Perhaps being a pilot-engineer-astronomer builder doesn’t seem sensible. But neither does the vast majority of things adults are forced to do each day.
What is sensibility, in the end? Is it settling for “what you can get”? Or…is it finding clarity in something you are passionate about…even if adults have, time and time again, told you that aspiring to be an actress, a chef, a filmmaker, an artist, a star…is unrealistic? What’s unrealistic? To me, living in a world without our pilot-engineer-astronomer-builders is unrealistic. I know you all have aspirations. It is why you are sitting here at all.
Growing up is a series of losses. Of losing teeth. Of losing toys. Of losing sight of where to go. What to do.
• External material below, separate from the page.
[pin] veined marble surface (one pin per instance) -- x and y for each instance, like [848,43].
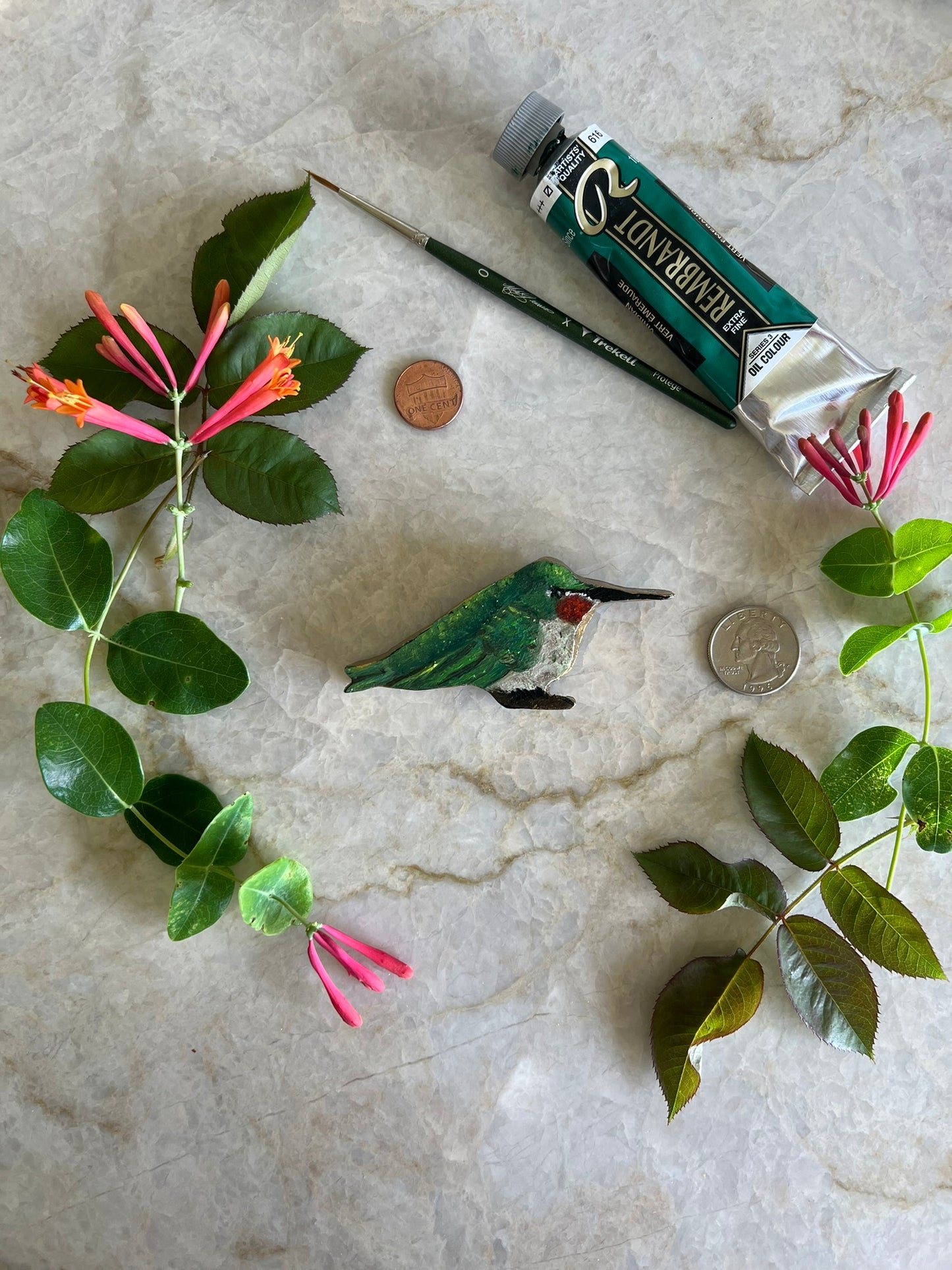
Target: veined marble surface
[200,1105]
And that is not so great.
But it doesn’t have to be that way. Especially not for us.
We stand here, at the edge of some great doorway. Before us is all we have ever dreamed of doing, of accomplishing, of being. Behind us stands everything we’ve ever known. It is a beautiful place to dream, here, in our little doorway. And dreams are not something we should let go of or forget. We will understand that there is more to this world than what some people may say. That there is more than some people will want to give us.
“No grown-up will ever understand that this is a matter of so much importance!” So says one lost pilot of his Little Prince. Of looking at the sky and seeing all the beautiful possibilities.
But we do. Don’t we? So, fellow graduates of 2011, I have one final duty as your Salutatorian. It is to welcome you. Congratulate you. This is my Salutatory Address to you…my Address of Welcome. I say to you, you athletes, you future mathematicians and physicists, you entrepreneurs, you dancers, you artists of all creeds, you dentists and doctors and chefs, you writers and thinkers, you who have suffered with me, be it in Red and Blue with the evil Macs, or in English dying because we have to write a paper, or in Math, angry because nothing in math ever makes sense, or simply along the way, you Wildkats all…welcome to adulthood.